Conservatoire de Toulouse, COMDT, MJC pont des demoiselles, Association Arpalhands & l'AMTET

Cette manifestation consacrée à l’accordéon, présente cet instrument dans sa diversité organologique (chromatiques, diatoniques...), sa diversité dans son histoire, sa diversité dans les styles et les répertoires, selon les époques et les géographies. Musiques contemporaines, jazz, musette, traditionnel, savant, populaire, oral, écrit...musiques d’ici et d’ailleurs, forro, tango, bourrée, séga...Diversité des fonctions: concerts, animations, bals.
Le but de ces quatre jours, est de faire rencontrer, dans un moment concentré, des accordéonistes divers, professionnels reconnus à Toulouse et à l’extérieur, amateurs de tous âges, élèves du conservatoire, des écoles de musiques, des associations, fabricants, accordeurs…

C’est à la demande du Conservatoire que Xavier Vidal et Grégory Daltin imaginent de rassembler toutes les facettes de l’accordéon dans un événement fédérateur. Pari réussi et qui dépasse les portes du Conservatoire. Rencontre :

Xavier Vidal : L’accordéon date du XIXe siècle et vient d’Autriche-Hongrie. Il accompagned’abord le chant dans les salons bourgeois à la manière d’un orgue puis remplace peu à peu tous les instruments. Ce
sont les Auvergnats de Paris, joueurs de cabrette de bal qui, en intégrant les accordéonistes italiens durant les années 20, l’ont imposé dans le répertoire musette. Pendant quelques décennies, le rock et ses dérivés l’ont ringardisé avant qu’il ne redevienne populaire grâce à son emploi dans ces mêmes musiques.

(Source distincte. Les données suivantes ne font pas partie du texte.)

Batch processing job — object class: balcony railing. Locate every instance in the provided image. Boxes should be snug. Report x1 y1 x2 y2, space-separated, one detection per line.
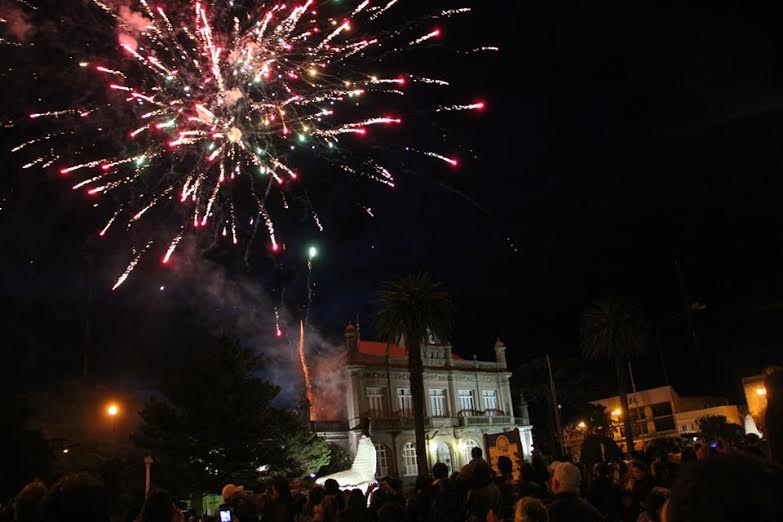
369 415 432 430
459 410 511 426
310 420 348 433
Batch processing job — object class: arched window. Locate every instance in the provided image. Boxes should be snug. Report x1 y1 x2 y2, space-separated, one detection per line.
375 444 391 479
402 442 418 477
435 442 454 475
462 439 478 464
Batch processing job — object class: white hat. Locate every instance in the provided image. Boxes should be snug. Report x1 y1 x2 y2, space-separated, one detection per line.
552 462 582 492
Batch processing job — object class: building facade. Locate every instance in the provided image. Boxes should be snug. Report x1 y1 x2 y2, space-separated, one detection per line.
566 386 744 453
332 325 533 479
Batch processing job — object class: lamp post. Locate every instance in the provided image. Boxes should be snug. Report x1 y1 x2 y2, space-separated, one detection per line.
105 402 121 457
144 455 153 498
305 246 318 325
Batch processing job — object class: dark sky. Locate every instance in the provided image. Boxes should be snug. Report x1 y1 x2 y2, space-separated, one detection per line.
0 1 783 404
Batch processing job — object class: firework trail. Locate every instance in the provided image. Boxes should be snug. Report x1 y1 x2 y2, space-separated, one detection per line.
299 321 313 405
13 0 484 286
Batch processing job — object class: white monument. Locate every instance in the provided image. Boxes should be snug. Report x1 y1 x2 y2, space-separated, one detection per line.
315 435 376 491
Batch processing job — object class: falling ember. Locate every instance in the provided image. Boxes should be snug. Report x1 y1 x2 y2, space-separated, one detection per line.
111 240 152 290
299 320 313 405
435 102 484 112
12 0 491 284
163 232 184 264
408 29 440 45
275 307 283 337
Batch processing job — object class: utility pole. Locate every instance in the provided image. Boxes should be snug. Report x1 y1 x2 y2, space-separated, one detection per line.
546 354 566 455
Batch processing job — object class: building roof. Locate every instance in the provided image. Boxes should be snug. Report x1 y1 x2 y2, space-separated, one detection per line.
359 340 462 360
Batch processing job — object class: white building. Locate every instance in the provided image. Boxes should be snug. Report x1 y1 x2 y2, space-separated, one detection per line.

Aujourd’hui, il symbolise le brassage à l’oeuvre entre toutes les musiques.

C’est ce que vous avez voulu démontrer en y consacrant une semaine ?

XV : Avec Grégory, nous voulions effectivement rendre compte de tous les répertoires, de toutes les fonctions et de toutes les histoires de l’instrument mais également mettre en valeur les accordéonistes
locaux. Je me suis d’abord replongé dans l’histoire des musiques populaires toulousaines. J’y ai retrouvé une vie intense autour de l’instrument depuis les années cinquante autour du quatuor Toulouse-
Accordéon et du magasin du même nom. Les musiciens s’affranchissaient des barrières. Ils faisaient des cachets dans les bals musette, participaient à des orchestres de musiques savantes, jouaient
dans les groupes de jazz, accompagnaient les chanteurs. L’effervescence musicale que nous connaissons à Toulouse ne date pas d’hier.